EmergencyResponseConfigArgs
| Parameter | Type | Required | Description |
|---|---|---|---|
oomEnabled | bool | No | React to OOM kills by increasing memory requests |
oomMemoryMultiplier | float | No | Multiplier applied to memory on OOM. Example: 1.5 |
cpuThrottlingEnabled | bool | No | React to CPU throttling by increasing CPU requests |
cpuThrottlingThreshold | float | No | Throttle ratio (0–1) that triggers a reaction. Example: 0.1 |
cpuThrottlingMultiplier | float | No | Multiplier applied to CPU request on throttle reaction. Example: 1.25 |
Python: oom_enabled, oom_memory_multiplier, oom_max_reactions, cpu_throttling_enabled, cpu_throttling_threshold, cpu_throttling_multiplier.

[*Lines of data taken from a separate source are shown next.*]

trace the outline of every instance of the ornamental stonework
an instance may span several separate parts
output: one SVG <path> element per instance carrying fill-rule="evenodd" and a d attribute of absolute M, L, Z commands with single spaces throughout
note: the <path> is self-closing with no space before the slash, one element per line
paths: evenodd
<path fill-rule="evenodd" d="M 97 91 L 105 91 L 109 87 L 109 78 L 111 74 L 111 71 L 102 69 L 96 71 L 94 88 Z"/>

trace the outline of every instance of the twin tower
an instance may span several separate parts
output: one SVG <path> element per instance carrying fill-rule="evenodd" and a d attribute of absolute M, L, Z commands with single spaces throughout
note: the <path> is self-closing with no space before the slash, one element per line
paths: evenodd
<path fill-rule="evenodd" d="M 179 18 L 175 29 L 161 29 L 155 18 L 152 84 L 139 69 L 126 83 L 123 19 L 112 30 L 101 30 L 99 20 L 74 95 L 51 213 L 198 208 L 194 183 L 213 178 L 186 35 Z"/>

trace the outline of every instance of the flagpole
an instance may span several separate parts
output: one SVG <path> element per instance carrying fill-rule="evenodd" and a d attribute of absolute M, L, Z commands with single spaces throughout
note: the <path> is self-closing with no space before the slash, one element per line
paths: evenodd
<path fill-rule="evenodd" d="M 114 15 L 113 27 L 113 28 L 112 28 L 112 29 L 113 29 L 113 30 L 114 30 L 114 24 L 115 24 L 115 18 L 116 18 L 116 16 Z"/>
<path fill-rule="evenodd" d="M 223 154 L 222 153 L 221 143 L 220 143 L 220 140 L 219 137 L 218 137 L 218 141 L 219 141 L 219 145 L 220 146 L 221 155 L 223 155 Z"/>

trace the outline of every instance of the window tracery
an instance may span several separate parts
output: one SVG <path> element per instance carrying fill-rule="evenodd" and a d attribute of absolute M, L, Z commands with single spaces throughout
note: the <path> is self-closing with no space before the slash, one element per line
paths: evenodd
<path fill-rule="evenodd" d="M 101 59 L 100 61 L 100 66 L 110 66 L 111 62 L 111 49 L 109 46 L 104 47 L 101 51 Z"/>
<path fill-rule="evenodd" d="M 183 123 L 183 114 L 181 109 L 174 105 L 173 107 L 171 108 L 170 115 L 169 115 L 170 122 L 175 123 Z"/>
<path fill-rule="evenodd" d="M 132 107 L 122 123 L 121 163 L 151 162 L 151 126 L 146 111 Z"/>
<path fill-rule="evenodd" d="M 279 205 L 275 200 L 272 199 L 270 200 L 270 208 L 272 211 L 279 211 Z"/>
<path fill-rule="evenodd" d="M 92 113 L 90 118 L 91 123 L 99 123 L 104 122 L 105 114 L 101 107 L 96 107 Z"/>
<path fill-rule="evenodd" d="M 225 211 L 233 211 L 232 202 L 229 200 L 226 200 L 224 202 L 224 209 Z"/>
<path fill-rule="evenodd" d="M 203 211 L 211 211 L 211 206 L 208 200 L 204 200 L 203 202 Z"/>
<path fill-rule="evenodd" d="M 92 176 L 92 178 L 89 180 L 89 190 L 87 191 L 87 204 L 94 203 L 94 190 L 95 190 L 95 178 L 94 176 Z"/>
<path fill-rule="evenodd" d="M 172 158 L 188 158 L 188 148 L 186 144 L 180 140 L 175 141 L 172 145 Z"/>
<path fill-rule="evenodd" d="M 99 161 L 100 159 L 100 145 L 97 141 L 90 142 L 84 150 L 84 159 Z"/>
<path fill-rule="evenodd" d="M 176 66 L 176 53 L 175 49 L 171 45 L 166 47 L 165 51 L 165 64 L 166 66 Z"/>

Go: PascalCase equivalents.
ContainerResourceRuleConfigArgs
| Parameter | Type | Required | Description |
|---|---|---|---|
containerName | string | Yes | Name of the container this config applies to |
cpuRule | ResourceRuleConfigArgs | No | CPU rule for this container |
memoryRule | ResourceRuleConfigArgs | No | Memory rule for this container |
gpuRule | ResourceRuleConfigArgs | No | GPU rule for this container |
Python: container_name, cpu_rule, memory_rule, gpu_rule. Go: PascalCase equivalents.